The Environmental Justice Movement would not be what it is today without the Black community who shaped it. This Black History Month, we're honoring the contributions of Black folks to the Environmental Justice Movement.
In 1987, a Black-led group, the United Church of Christ Commission for Racial Justice, released its groundbreaking study “Toxic Wastes and Race in the United States.” The report is among the first to find race and ethnicity to be the most prominent variable in predicting both where hazardous waste collection facilities and industries producing large amount of hazardous waste are located in the United States. The report showed race and ethnicity to be a better predictor than household income, home value, and the estimated amount of hazardous waste generated by industry.

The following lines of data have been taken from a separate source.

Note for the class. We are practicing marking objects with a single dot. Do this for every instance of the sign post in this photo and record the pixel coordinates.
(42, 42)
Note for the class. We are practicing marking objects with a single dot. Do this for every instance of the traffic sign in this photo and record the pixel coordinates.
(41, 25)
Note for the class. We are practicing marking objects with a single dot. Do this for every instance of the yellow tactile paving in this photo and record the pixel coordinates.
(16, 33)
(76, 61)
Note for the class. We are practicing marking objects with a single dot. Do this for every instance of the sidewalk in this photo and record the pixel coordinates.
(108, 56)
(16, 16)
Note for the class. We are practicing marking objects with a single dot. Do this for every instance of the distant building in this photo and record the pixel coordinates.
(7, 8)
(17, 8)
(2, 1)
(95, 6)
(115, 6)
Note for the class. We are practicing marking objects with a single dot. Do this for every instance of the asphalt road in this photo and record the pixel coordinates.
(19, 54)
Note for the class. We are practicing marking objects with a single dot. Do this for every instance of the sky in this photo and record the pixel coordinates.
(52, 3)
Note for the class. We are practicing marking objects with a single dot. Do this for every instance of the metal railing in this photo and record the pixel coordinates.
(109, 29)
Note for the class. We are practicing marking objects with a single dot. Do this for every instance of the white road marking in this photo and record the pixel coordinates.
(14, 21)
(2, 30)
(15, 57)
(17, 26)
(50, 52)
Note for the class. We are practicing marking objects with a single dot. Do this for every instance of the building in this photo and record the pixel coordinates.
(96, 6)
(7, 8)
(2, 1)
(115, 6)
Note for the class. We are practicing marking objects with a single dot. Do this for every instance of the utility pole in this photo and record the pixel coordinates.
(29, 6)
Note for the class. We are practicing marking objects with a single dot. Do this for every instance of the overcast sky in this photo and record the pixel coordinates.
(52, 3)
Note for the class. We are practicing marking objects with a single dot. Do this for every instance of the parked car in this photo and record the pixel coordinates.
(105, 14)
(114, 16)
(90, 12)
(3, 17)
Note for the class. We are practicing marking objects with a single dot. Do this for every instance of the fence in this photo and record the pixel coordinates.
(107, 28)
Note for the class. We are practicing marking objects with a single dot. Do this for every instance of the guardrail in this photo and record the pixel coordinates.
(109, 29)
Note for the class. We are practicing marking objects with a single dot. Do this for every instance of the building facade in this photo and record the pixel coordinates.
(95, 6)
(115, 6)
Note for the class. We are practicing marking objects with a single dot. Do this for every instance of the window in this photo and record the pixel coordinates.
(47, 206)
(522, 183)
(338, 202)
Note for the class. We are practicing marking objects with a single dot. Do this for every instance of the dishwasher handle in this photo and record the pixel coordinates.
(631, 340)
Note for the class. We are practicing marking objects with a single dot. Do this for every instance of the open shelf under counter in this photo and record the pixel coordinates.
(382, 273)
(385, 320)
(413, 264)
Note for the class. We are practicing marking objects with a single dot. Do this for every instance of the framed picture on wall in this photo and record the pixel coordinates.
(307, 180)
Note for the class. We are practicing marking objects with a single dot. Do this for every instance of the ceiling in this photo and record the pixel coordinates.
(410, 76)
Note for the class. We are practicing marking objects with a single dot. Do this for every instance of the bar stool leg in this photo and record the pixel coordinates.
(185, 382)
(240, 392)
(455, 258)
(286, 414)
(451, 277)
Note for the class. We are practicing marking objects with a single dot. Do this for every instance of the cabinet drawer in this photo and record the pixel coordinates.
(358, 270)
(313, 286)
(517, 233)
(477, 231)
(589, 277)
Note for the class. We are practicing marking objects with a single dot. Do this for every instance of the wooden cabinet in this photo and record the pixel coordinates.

Since then, the Environmental Justice Movement has been trying to address inequalities resulting from industrial contamination and unsustainable development. Since the report, Black-led environmental organizations sought to educate communities and assist groups in organizing, mobilizing, and empowering themselves to take charge of their lives, communities, and surroundings.
The Black environmental movement also addresses power imbalances, political disfranchisement, and lack of resources to facilitate creating and maintaining healthy, livable, and sustainable communities. Today's multiracial and multicultural environmental justice movement is as much concerned about the environment as any of the traditional white-led environmental groups.
Black environmentalists were among the first to tie in the Environmental Justice Movement's concerns of wetlands, birds, and wilderness areas with urban habitats, reservations, policy and events happening on the U.S./Mexican border, children poisoned by lead in their own homes, and children playing in contaminated parks and playgrounds. After all, there is only one environment.
During this Black History Month, let’s take the time and acknowledge the amazing contributions toward environmental justice by the Black community.